I made a blog that was the backyard where I grew up complete with river bank and the old white oak tree. Everyone was welcome — without their cell phones.
Like most new bloggers, I wasn’t prepared for the people I would meet, the conversations that would happen. I had no understanding of the universe of learning and belonging. I fell in love with the exchange of thinking.
I found that blogging was as much about listening, and reading, as it was about writing, and speaking. Someone likened to a country store. For me, it became my dad’s saloon, a place where people meet, swap stories, try on ideas.
Bloggers know that they don’t have the only answer. It’s darn refreshing and appealing.
Once I had lived on airplanes, dreaming, imagining, and writing. Now I live inside people’s computers, and they look for me there.
The generous, independent, spirited communication is breathtaking. It’s humbling. Words last forever online. Bloggers know that. They value and live by that.
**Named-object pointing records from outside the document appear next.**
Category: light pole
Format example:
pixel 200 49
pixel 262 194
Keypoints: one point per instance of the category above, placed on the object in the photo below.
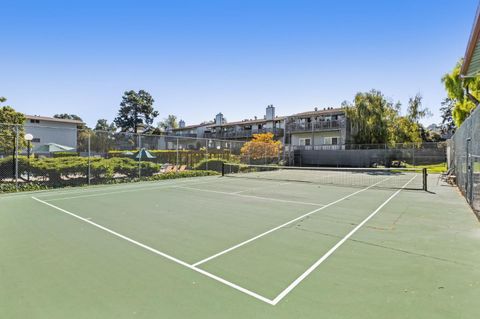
pixel 28 138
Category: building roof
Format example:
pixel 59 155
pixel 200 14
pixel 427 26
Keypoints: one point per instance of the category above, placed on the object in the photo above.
pixel 189 127
pixel 471 61
pixel 247 122
pixel 326 111
pixel 51 119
So the level of discussion rises. Thoughts are considered before they are shared.
Now I call bloggers daily on my own cell phone, from the privacy on my home, never in your elevator.
Some folks think it’s a telephone call. I think of it as blogging on via telephone. We have a real time conversation. It’s not about a cat named Fluffy. We talk about creativity, technology, how the world is changing, the rudeness of multitasking, the ways people interact, and the excitement of being part of something in which people from all over the world are having a learning conversation.
Bloggers are the living Internet.
I meet my blogger friends in the real world face to face. The conversation works the same way as it does online. We listen to each other and we learn. We talk about ideas, dreams, and ways to help each other. Somehow we always end up on that topic- how we will help each other.
I’ve come full circle from the real world back to the real world, but I’ve a different world view. I know more about what it could be. I’ve been in the company of bloggers.